Jul 22, 2011 12:55 AM by Dr. Anya Winslow
Adjustable-rate mortgages, also known as "ARMs," seem to be making a comeback, and if you can recall, it was only a few years ago many blamed ARMs for the housing crisis.
Now, ARM rates are extremely enticing, but should you really commit to a fluctuating mortgage rate?
As reported in CNNMoney, the first quarter of 2011 forecasted a terrible fate for growth in the new home sales sector. In fact, new home sales hit an all-time low since the government began keeping records. A variety of financial institutions and brokers became eager to boost home sales and earn commissions by resorting back to creative measures to help boost home sale numbers - ARMs.
University of Colorado Springs at Colorado Springs economist and professor, Fred Crowley, says, "An ARM is an even worse idea today. Interest rates are at an all-time low. They can only go up. So, next year, when your rate is adjusted, it will probably go up anywhere from three to six percent higher than what you get in at today."
Today's numbers averaged:
4.62% for a 30-Year Fixed
3.77% for a 15-Year Fixed
3.19% for a 3/1 ARM
3.25% for a 5/1 ARM
3.62% for a 7/1 ARM and
3.99% for a 10/1 ARM.
Based on those numbers Crowley says, "Adjustables today are not that much different than a 15-year fixed-rate. They're only about a quarter of a percent different [5/1 ARM versus the 15-year fixed]...In reality, you're not saving anything. Twenty, thirty dollars a month type-of-difference, and that's cheap insurance to know that your rate can never go up."

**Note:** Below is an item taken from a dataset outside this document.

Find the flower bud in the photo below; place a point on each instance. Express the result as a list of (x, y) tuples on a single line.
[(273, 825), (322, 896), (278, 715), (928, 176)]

On the flip side, ARMs may be good from some individuals -- those who do not plan on being in the same city for a long period of time.
"If you get a five-year adjustable and you know you're going to be selling your house before then, maybe then it's good. But if you can't sell the house before that mortgage is adjusted, you're in trouble," says Crowley.
Even though we are just a little over a half of the way through 2011, one local new development has already met or surpassed its home sales in 2010; buyers in that development do not seem to be going for the low interest, teaser rate as offered by the ARM.
"We probably do four, four or five percent of ARMS in what we see here," says local new home sales director of New Home Star, Keith McKinney.
In fact, those who do opt for the ARMs, as McKinney mentions "are military background because they know that they're having some shifting and momentum."
Crowley mentions before buying a home make sure you don't spend more than you can afford. A rule of thumb is not to spend more than thirty percent of your income.
He also mentions if you are considering taking an ARM option, make sure there are no penalties if you decide to pay it in full; understand the loan terms; evaluate the number of years the arm is fixed; and also know what the lifetime cap of the loan is, which means the highest rate you could possibly pay over the lifetime of the loan.
Understanding the terms of the loan is extremely important.
Crowley mentions if you commit to an ARM, and once that ARM leaves the fixed period of time, and even if loan rates drop, borrowers are not entitled to the lower interest rate because of the nature of the ARM. In fact, once the loan leaves the designated period, automatically a certain percentage will be tacked onto the rate, which could be as much as four or five percent.